Subtle changes in the mole above could not have been identified by the naked eye, yet this was found to be an early melanoma.
You may have been referred by your doctor, an outside specialist, or one of our consultants, or simply decided that screening is a good idea.
Skin cancer screening can be quite individual to meet your needs, although pattern recognition is a key principle. An area where artificial intelligence can be used, along with the experience of a consultant.
Both can help to analyse full body and microscopic digital images, or suggest alternative methods to identify subtle changes in your skin.
A Typical Visit
A specialist nurse will record a detailed history of skin cancer risk factors, especially related to melanoma. If this is not your first visit, existing notes can be checked and updated.
They will then take a series of total body images in preset positions. If you have been before, these will automatically be compared to previous images to identify any change, if not, they act as a base.
Where lesions, or moles raise concerns, detailed dermoscopy images can be taken and compared to previous images, if they exist. Whilst the latest AI systems help, nothing is left to chance, your consultant also reviews the images.
They may decide on further examination, such as digital dermoscopy, or checking lymph nodes in your groin, neck, or armpits. The latter is a good idea for any patient who has previously had a melanoma.
Should other options make sense, perhaps confocal microscopy, or electrical impedence spectroscopy, they will be organised. If not, any areas of concern can be highlighted and checked again on a follow up visit.
Short Term Monitoring
Visits for many patients are at longer term intervals, although as mentioned above, there can be situations where more concentrated monitoring is valuable.
This is known as sequential digital dermoscopy, useful if your consultant is concerned about a lesion but not sufficiently for immediate action. A better solution than surgical removal of a perhaps innocent area.
Think of a scale from 1 (absolutely benign) to 5 (a clear melanoma). Actions for both are evident but what about lesions which are 2, 3, or 4, the grey areas at the heart of screening, long and short term.
Dismissing them as benign would be false reassurance, immediately attacking them with a scalpel no better. Short term monitoring has been shown to detect more melanomas and reduce the number of normal moles removed, a double advantage.
If you have atypical moles, a lot of moles, or a personal, or family history of skin cancer, screening is essential.

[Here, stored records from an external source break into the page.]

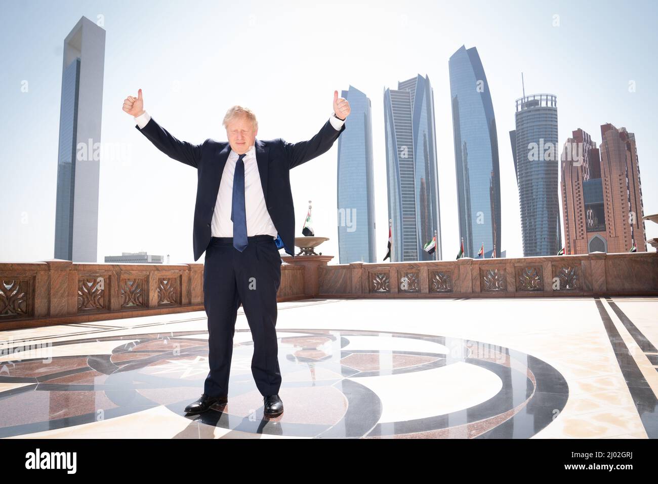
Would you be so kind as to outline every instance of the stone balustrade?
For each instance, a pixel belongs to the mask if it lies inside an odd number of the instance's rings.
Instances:
[[[658,253],[328,265],[282,257],[278,300],[658,295]],[[0,329],[203,310],[203,264],[0,263]]]

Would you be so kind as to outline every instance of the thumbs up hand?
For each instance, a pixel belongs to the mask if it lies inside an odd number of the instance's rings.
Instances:
[[[132,116],[139,116],[144,112],[144,100],[141,98],[141,90],[137,92],[137,97],[129,95],[124,100],[123,110]]]
[[[334,91],[334,112],[341,119],[345,119],[351,112],[349,102],[342,97],[338,97],[338,92]]]

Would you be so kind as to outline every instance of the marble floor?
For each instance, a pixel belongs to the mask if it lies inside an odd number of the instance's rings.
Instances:
[[[263,416],[241,308],[228,404],[204,311],[0,332],[3,438],[658,437],[658,298],[283,302]]]

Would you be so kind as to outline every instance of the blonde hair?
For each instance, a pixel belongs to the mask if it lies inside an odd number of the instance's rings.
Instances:
[[[254,130],[255,130],[258,129],[258,121],[256,119],[256,115],[254,114],[253,111],[248,107],[244,107],[243,106],[240,106],[238,105],[229,108],[228,111],[226,111],[226,115],[224,117],[224,122],[222,122],[224,127],[227,128],[229,122],[236,116],[239,115],[244,115],[247,118],[251,119],[251,122],[253,123]]]

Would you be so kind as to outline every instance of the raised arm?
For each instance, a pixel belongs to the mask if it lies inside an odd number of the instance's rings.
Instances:
[[[201,159],[203,143],[192,144],[186,141],[181,141],[157,124],[149,113],[144,111],[144,101],[141,89],[138,92],[137,97],[129,95],[126,98],[124,101],[123,110],[134,117],[138,123],[135,128],[146,136],[155,148],[170,158],[194,168],[199,168],[199,161]],[[145,124],[143,124],[145,122]]]
[[[338,97],[338,92],[334,92],[334,113],[320,131],[308,141],[288,143],[281,140],[288,155],[289,168],[292,169],[316,158],[329,151],[334,142],[345,130],[345,119],[349,115],[349,103]]]

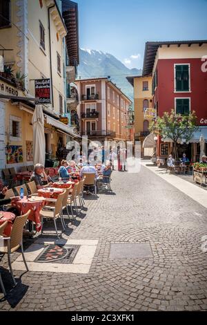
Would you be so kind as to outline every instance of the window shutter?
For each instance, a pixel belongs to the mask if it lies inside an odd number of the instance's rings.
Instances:
[[[188,115],[190,113],[189,99],[183,100],[183,114]]]
[[[181,71],[182,66],[175,66],[176,91],[182,91]]]
[[[182,114],[182,100],[176,100],[176,113],[177,114]]]

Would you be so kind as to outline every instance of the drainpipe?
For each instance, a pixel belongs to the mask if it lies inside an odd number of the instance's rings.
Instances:
[[[52,93],[52,106],[54,108],[54,96],[53,96],[53,84],[52,84],[52,57],[51,57],[51,35],[50,35],[50,9],[55,7],[55,5],[51,6],[48,8],[48,30],[49,30],[49,48],[50,48],[50,84],[51,84],[51,93]]]

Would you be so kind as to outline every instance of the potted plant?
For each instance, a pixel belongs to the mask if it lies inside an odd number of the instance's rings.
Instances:
[[[15,75],[15,78],[14,78],[14,82],[16,84],[17,88],[21,89],[24,89],[24,79],[26,77],[26,75],[21,74],[20,71],[17,71]]]

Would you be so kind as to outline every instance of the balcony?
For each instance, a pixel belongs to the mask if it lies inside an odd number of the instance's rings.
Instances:
[[[90,95],[82,95],[81,99],[82,100],[97,100],[99,99],[99,95],[98,93]]]
[[[111,138],[116,137],[116,132],[112,131],[82,131],[82,136],[88,136],[88,137],[104,137],[110,136]]]
[[[99,112],[82,113],[81,118],[98,118],[99,115]]]

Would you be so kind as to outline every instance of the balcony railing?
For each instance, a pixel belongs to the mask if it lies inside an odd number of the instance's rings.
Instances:
[[[150,133],[149,131],[141,131],[140,136],[147,136]]]
[[[98,93],[95,93],[94,95],[82,95],[82,100],[97,100],[99,99],[99,95]]]
[[[81,118],[97,118],[99,115],[99,112],[82,113]]]
[[[82,136],[92,137],[110,136],[115,138],[116,132],[112,131],[82,131]]]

We would also encourage anyone who has had above average sun exposure to take part.
The high quality images produced can identify very subtle changes. Essential when skin cancers, not least melanoma, can grow very slowly at first, or as with lentigo maligna occurence, or recurrence, be invisible to the naked eye.

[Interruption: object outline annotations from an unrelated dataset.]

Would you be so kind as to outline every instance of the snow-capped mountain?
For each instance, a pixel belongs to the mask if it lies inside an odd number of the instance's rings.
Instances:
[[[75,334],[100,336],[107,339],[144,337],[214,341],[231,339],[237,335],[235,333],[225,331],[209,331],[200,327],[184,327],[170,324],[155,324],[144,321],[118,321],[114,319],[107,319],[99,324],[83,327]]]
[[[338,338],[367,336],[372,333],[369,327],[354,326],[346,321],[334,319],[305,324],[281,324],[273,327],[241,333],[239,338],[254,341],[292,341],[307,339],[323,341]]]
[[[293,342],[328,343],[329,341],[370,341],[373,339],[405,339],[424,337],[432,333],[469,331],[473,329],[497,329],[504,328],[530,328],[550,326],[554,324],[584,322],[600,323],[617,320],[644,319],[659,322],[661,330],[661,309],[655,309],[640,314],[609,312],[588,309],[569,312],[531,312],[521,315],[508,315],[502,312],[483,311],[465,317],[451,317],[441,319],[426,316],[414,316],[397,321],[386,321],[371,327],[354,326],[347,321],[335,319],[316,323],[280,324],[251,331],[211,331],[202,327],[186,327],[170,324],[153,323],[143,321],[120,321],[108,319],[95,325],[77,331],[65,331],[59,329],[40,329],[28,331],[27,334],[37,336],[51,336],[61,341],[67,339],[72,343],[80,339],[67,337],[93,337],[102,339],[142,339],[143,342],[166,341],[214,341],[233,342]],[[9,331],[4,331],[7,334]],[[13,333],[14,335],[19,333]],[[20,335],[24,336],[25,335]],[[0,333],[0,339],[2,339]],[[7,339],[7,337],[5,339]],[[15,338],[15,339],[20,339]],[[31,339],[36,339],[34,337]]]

Skin cancer screening has three advantages. The pleasure of an all clear, avoidance of unnecessary tissue removal, or scarring and early detection, which reduces treatment, along with increasing cure rates.
All of these fit with our ethos of minimum intervention and maximum cure, using safe procedures and half an hour of your time. The return you get from spending this with the latest equipment and good specialists is invaluable.
We want to see more people have less skin cancer treatment and a safe future. The foundation of this is effective skin cancer screening.